The University Record, June 25, 1997

Science meets dance at Power Center July 12

By Joanne Nesbit
News and Information Services

Morphometrics, electronic signals from the Hubbel Space Telescope, a motorized venetian blind, a rope grid, on-stage film projectors, and dancers will combine for the 8 p.m. July 12 premiere performance of “Seven Enigmas” at the Power Center for the Performing Arts.

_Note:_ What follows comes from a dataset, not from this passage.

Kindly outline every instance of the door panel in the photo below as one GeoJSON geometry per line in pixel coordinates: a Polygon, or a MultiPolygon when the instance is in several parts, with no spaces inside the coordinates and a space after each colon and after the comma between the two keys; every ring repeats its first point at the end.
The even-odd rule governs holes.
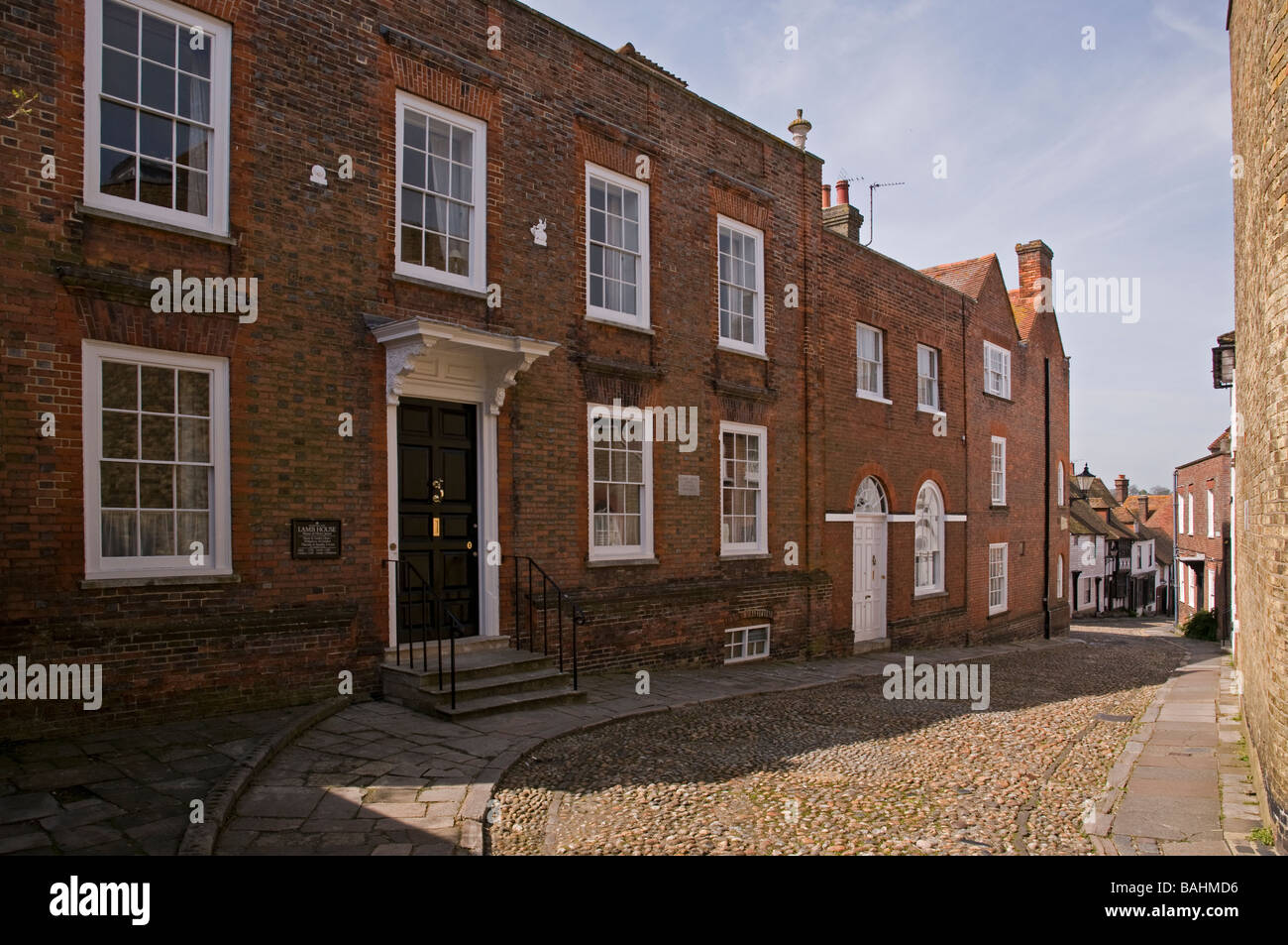
{"type": "Polygon", "coordinates": [[[398,642],[450,630],[447,612],[477,634],[478,480],[475,410],[468,404],[403,400],[398,405],[398,547],[433,585],[421,616],[419,594],[399,588],[398,642]],[[404,607],[404,601],[416,606],[404,607]]]}
{"type": "Polygon", "coordinates": [[[886,518],[857,516],[854,521],[854,638],[886,636],[886,518]]]}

The Dance Department’s Peter Sparling, as artistic director and choreographer, has put together seven intricate solo dances set to the music of Daniel Roumain. Visual artist Jim Cogswell of the School of Art and Design has mapped out a multimedia sculptural installation of objects and surfaces in motion with human bodies. Film projections and electronic images adapted from the work of two U-M research scientists are choreographed to interact with dancers and sculptural elements on an array of screens throughout the performance.

Cogswell used powerful new graphical tools developed by Fred Bookstein, a distinguished research scientist in the Center for Human Growth and Development. These tools investigate patterns of shape variations as deformations of a picture plane or sculptural space within which some organism is abstractly located. Bookstein’s colleague, Bill Green, adapted this approach to a new computer program that interprets the physical movements of Sparling’s dancers as if they were driven by deformations of the space around them, resulting in a morphing grid pattern that appears on giant projection screens behind the dancers and sculptural elements.

Woven in with these computer animations are images from outer space from cameras on the Hubbel Space Telescope, made accessible by John Clarke, a research scientist in the Space Physics Research Laboratory.

Dancers move among an array of sculptural objects including a swag of shimmering screen that crosses the stage in an elegant parabola and a giant motorized venetian blind that rotates shining aluminum surfaces into a composition of blinding color. A dancer emerges from a translucent aluminum framed shell. Another performs in front of a rope grid being deformed by the movements of climbing dancers. Six on-stage film projectors create a mysterious tower of movement. Seven knotted ropes suspended above the stage evoke the complex turnings of the human mind and the intergalactic universe that is the object of fascination.

The performance, which also includes Dance Gallery/Peter Sparling’s premiere of “Berliner Mass,” is part of the Ann Arbor Summer Festival. Tickets, $10-$19, are available at the Power Center box office, 764-2538.

This performance is supported in part through funds from the Office of the Vice President for Research, Horace Rackham School of Graduate Studies, Michigan Council for Arts and Cultural Affairs, School of Music, Audio Visual Impact and Friends of Dance Gallery/Peter Sparling and Co.